Wednesday, December 16, 2009

Gasoline Demand and Employment





This morning, I've been looking at internals of oil demand and their relationship to gasoline (after looking at overall demand a couple of days ago). Firstly, here's a reminder of what fraction of US product supplied goes in different kinds of products. This is the average of the weekly numbers for 2009:



Gasoline is of course the largest component, accounting for a little under half. So I applied the same seasonal adjustment methodology I used here), and applied it to the weekly gasoline supplied numbers. The seasonal adjustment factors you get from doing that are as follows:



That looks pretty sensible - Americans drive more and more through the spring and summer, then less in the fall except for around Thanksgiving and Christmas, and then least in Jan/Feb.
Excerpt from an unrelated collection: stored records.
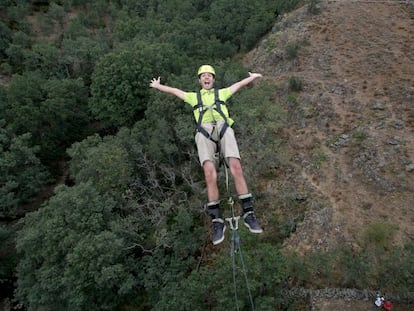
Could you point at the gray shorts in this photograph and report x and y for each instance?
(207, 149)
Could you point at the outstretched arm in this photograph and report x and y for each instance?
(238, 85)
(156, 84)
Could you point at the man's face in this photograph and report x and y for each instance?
(206, 80)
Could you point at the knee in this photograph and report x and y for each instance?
(210, 171)
(235, 167)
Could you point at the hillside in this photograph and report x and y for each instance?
(351, 127)
(350, 142)
(356, 111)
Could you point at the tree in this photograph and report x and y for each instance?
(120, 88)
(72, 258)
(53, 111)
(105, 163)
(21, 173)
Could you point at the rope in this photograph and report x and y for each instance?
(234, 226)
(235, 241)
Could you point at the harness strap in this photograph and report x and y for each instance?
(217, 107)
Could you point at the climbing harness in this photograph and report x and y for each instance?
(203, 108)
(233, 220)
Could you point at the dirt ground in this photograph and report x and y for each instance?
(340, 305)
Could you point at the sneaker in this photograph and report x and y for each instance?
(251, 222)
(218, 231)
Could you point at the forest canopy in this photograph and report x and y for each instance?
(126, 222)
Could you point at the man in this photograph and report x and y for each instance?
(214, 132)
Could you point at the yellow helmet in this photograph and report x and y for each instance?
(206, 69)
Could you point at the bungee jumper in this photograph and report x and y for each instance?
(215, 135)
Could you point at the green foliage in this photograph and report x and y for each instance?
(71, 258)
(106, 164)
(21, 173)
(120, 88)
(53, 111)
(5, 39)
(212, 286)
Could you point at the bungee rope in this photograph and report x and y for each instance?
(235, 239)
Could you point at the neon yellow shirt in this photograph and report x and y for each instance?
(207, 97)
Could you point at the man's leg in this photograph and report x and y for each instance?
(245, 197)
(213, 205)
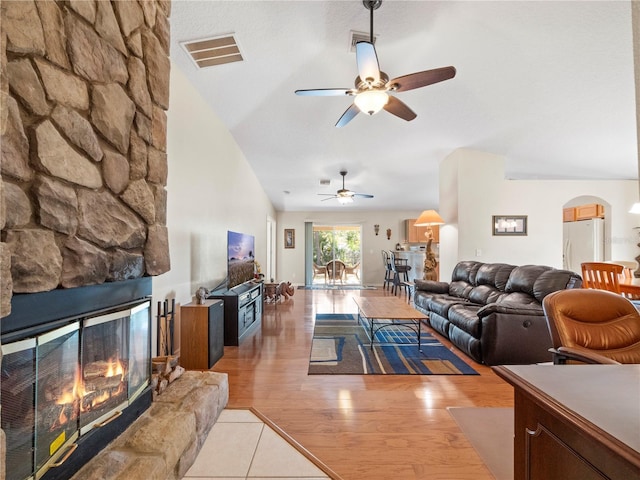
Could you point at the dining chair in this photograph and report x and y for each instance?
(400, 273)
(388, 272)
(592, 326)
(320, 270)
(336, 270)
(602, 276)
(352, 270)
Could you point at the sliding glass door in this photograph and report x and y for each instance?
(336, 254)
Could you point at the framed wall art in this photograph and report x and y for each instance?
(509, 224)
(289, 238)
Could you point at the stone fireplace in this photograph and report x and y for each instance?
(84, 89)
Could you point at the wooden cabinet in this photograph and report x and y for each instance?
(569, 214)
(417, 234)
(202, 334)
(568, 426)
(582, 212)
(591, 210)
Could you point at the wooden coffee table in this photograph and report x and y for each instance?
(382, 312)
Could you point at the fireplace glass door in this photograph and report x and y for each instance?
(57, 401)
(18, 409)
(139, 349)
(105, 362)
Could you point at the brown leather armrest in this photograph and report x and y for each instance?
(562, 354)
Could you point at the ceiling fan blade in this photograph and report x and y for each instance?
(324, 92)
(347, 116)
(421, 79)
(399, 109)
(368, 67)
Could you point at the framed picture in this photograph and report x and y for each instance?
(509, 224)
(289, 238)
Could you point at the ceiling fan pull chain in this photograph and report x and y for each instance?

The seasonally adjusted gasoline numbers then look like this:



Note the 2001 recession! Gasoline demand hardly declined at all.. Again, gasoline demand does now seem to be recovering following the most recent recession.

Finally, here is the relationship with unemployment. Again, surprisingly weak, especially on account of the non-response of gasoline demand to the 2001 recession. (I had to go back and check the VMT trend in an old Oil Drum piece of mine to confirm the data look the same and I wasn't making some gross error). I guess people just borrowed their way through and kept driving?